Specificity in Imaging

Before diving into the specificity of AI, I want to briefly trace back on the lineage of image-making techniques and how different media have tried to define what makes them distinct. In 20th-century Western modernism, this question was formalized by Clement Greenberg, who argued that each medium should focus on its essential qualities. As he put it:

Each art had to determine, through its own operations and works, the effects exclusive to itself. By doing so it would, to be sure, narrow its area of competence, but at the same time it would make its possession of that area all the more certain.1

This shaped how some strands of Western painting developed, especially in modernist contexts where artists explore the idea of flatness, surface, and the boundary of representation. Sol LeWitt took this idea further from a conceptual perspective by stating:

"Obviously a drawing of a person is not a real person, but a drawing of a line is a real line." 2
LeWitt's statement suggests a shift of attention. Instead of what the medium can represent, it is also worth noting what it materially consists of and how it operates. This self-reflexivity defined much of what can be called medium specificity. I interpret this idea as the nature of the particular system we engage in and its inherent attributes that are distinct in compression with other mediums.
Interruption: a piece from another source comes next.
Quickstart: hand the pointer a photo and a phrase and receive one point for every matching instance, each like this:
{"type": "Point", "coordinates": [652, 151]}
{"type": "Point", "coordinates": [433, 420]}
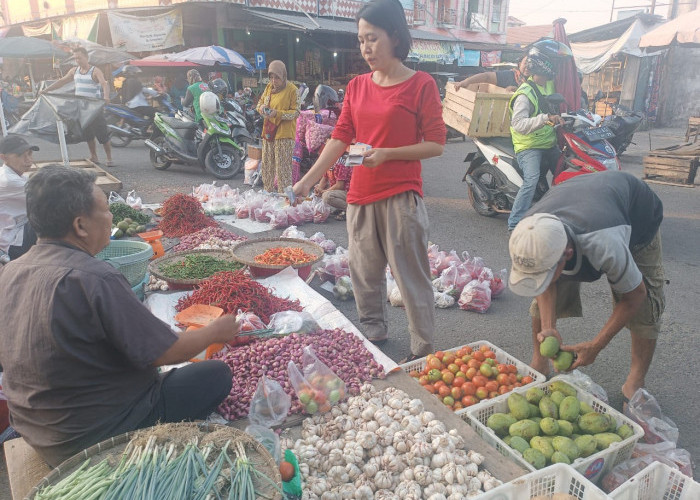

Photography, however, was understood differently. Its distinctiveness was attributed to indexicality, the concept that a photograph holds a direct trace of its subject. Roland Barthes called a photo a "certificate of presence." 3 The mechanical process of chemically capturing bouncing light photons gave photographs their evidentiary status, which had a direct, physical link to what they showed. However, digital images rendered this concept unstable, as it could easily be manipulated and reproduced through computational processes, creating a kind of ontological uncertainty.4 With no material recording of presence at all, digital image holds only illusions of trace.5 Mary Ann Doane points out that this shift does not necessarily erase medium specificity but pushes us to reconsider what makes a medium-specific when the material substrate is no longer central. We could no longer assume the indexical trace just by looking at an image.

If we then look at an AI image, what differentiate AI image with other mediums? Is there still an indexical trace we could follow alone?